UCS expands arts-related initiatives

Students perform in "The Spitfire Grill." A new section of the UCS website will be specifically targeted towards students in the arts looking
for employment and other opportunities.
Students perform in "The Spitfire Grill." A new section of the UCS website will be specifically targeted towards students in the arts looking for employment and other opportunities. Photo by Stephanie Addenbrooke.

Faculty, administrators and students are working to make the Yale Undergraduate Career Services Center a more reliable resource for aspiring artists.

UCS has decided to create a new section of its general website, targeting students interested in pursuing the arts during and after their time at Yale. Yale College Dean of the Arts Susan Cahan said that the new site, which will replace the current “Arts” section, will contain an easily accessible database listing opportunities and guides for students entering arts-related fields. UCS Associate Director Katie Volz, who specializes in arts-related careers and resources, said she has been gathering information for the database from students, faculty and alumni for the past several months. Cahan explained that the new section aims to better serve the needs of arts-oriented students — needs she said are not being fully met by the current website.

“The competitiveness in the arts and the informality with which opportunities are created make this process significantly different for students in the arts than for students in other fields,” Cahan said.

Cahan explained that most of the opportunities students find out about through conversations with faculty members are currently not available in the form of a central database. Theater Studies DUS Dominika Laster said students also share such information with each other by word of mouth, adding she thinks a formal database would be helpful for students.

The online database will formally list opportunities in the arts as well as offer guidance on how students should be preparing for their professional lives as undergraduates. She said the new online guides will recommend on the types of extracurricular activities and summer programs students should pursue in each year of their college careers.

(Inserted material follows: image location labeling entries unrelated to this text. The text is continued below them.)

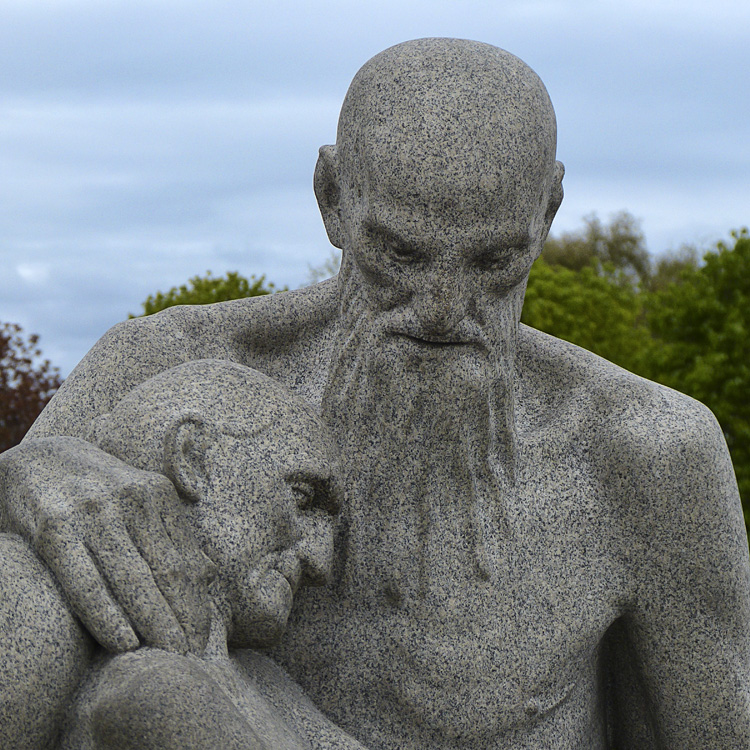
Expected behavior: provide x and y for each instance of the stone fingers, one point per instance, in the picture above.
(180, 569)
(86, 590)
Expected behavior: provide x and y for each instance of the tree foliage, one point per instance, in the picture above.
(205, 290)
(27, 383)
(677, 320)
(701, 329)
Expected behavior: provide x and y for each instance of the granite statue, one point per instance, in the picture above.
(253, 467)
(536, 548)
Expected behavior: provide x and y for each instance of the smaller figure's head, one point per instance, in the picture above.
(253, 464)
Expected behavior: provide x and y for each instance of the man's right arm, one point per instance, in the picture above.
(114, 536)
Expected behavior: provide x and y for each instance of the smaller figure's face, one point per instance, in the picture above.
(267, 523)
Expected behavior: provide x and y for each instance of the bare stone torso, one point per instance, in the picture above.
(511, 659)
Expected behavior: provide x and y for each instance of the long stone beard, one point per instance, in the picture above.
(427, 441)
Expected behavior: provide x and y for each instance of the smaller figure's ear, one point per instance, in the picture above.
(555, 196)
(328, 193)
(186, 445)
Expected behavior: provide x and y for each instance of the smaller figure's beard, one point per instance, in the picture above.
(427, 440)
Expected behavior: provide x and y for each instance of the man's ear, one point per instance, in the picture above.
(555, 196)
(186, 445)
(328, 193)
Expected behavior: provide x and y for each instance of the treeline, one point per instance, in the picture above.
(681, 319)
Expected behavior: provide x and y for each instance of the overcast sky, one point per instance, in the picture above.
(143, 142)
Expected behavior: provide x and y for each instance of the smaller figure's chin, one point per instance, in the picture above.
(260, 612)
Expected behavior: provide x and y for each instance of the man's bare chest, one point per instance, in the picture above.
(477, 619)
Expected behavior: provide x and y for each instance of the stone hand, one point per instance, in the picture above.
(117, 540)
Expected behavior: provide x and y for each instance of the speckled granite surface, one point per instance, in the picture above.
(536, 549)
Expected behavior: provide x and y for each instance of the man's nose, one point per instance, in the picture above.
(441, 304)
(315, 553)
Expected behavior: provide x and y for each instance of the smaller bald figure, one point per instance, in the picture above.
(536, 548)
(254, 468)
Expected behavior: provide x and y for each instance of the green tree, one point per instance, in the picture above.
(618, 247)
(27, 383)
(595, 307)
(205, 290)
(701, 324)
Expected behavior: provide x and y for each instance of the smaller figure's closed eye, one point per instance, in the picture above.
(304, 494)
(400, 252)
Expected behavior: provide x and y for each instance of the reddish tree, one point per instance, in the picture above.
(27, 383)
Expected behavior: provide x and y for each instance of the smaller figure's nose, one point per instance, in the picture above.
(315, 553)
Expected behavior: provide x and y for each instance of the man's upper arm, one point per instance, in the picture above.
(689, 622)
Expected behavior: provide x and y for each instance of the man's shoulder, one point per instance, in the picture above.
(605, 397)
(657, 453)
(270, 321)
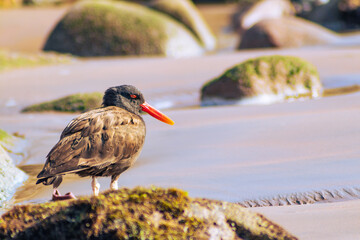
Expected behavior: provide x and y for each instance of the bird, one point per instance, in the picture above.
(102, 142)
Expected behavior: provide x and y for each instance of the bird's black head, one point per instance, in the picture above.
(125, 96)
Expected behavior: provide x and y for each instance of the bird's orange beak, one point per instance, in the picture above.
(156, 113)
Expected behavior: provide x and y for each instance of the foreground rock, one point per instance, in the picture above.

Dancer and choreographer Michael Apuzzo ’06, who is working with Cahan and UCS to develop the database, said that as an undergraduate, he did not receive much formal support from UCS when preparing for a career as a professional performer. Apuzzo added that he hopes the new database will also provide resources on practical topics such as writing resumes and contacting photographers to take professional headshots.

Several students and faculty members emphasized that the differences between arts-related disciplines and other fields create unique challenges for constructing an online resource database. Cahan noted that many types of arts internships and careers that students wish to pursue do not exist as formal opportunities and must be created. She explained that if a student wishes to work as a visual artist’s studio assistant over the summer, the student and his or her adviser must personally reach out to artists and ask if they would be interested in having an assistant instead of attending a recruiting event or visiting a company’s website.

Mark Sonnenblick ’12, who writes theater pieces and performs with a rock band, said that because many artists are freelancers in their field, creating work considered successful is different from “getting a job.” He added that it is reasonable to expect UCS to focus on helping students seek positions that are already established.

“If I wanted to apply for a training program or apprenticeship, I would have gone to [UCS],” he noted. “But you can’t apply to get a show on Broadway.”

Cahan added that another challenge in the process of improving arts career services is staging productions that feature Yale undergraduates performing alongside professionals in the performing arts industry. She explained that working closely with professionals, especially Yale alumni, offers undergraduates a way to build a strong network of contacts, which is particularly important for aspiring artists.

“Shows like ‘My Fair Lady’ and ‘Kiss Me Kate’ — those projects are also career development opportunities that are far more impactful than standard career services,” Cahan noted. “But projects like these require a large amount of logistical planning and technical expertise.”

Four faculty members said that while they support the idea of a permanent online resource database, they believet professors and administrators should inform their students of opportunities in the arts through other means as well. Theater studies professor Deb Margolin said she encourages professors to periodically announce information about such opportunities to their students during class. English professor Fred Strebeigh ’74 said he believes information about opportunities should be categorized based on discipline and sent out as emails to students.

Theater studies and music professor Dan Egan GRD ’84 added that he thinks an online database would not be able to replace the personalized guidance that faculty members offer their students. He said he believes that students are capable of finding opportunities in the arts and applying for them, but may not know which option they should choose.

“Students are responsible for doing the research on these programs,” Egan said. “I am responsible for telling them which program best suits their interests.”

The current Arts section of the UCS website is divided into eight disciplines.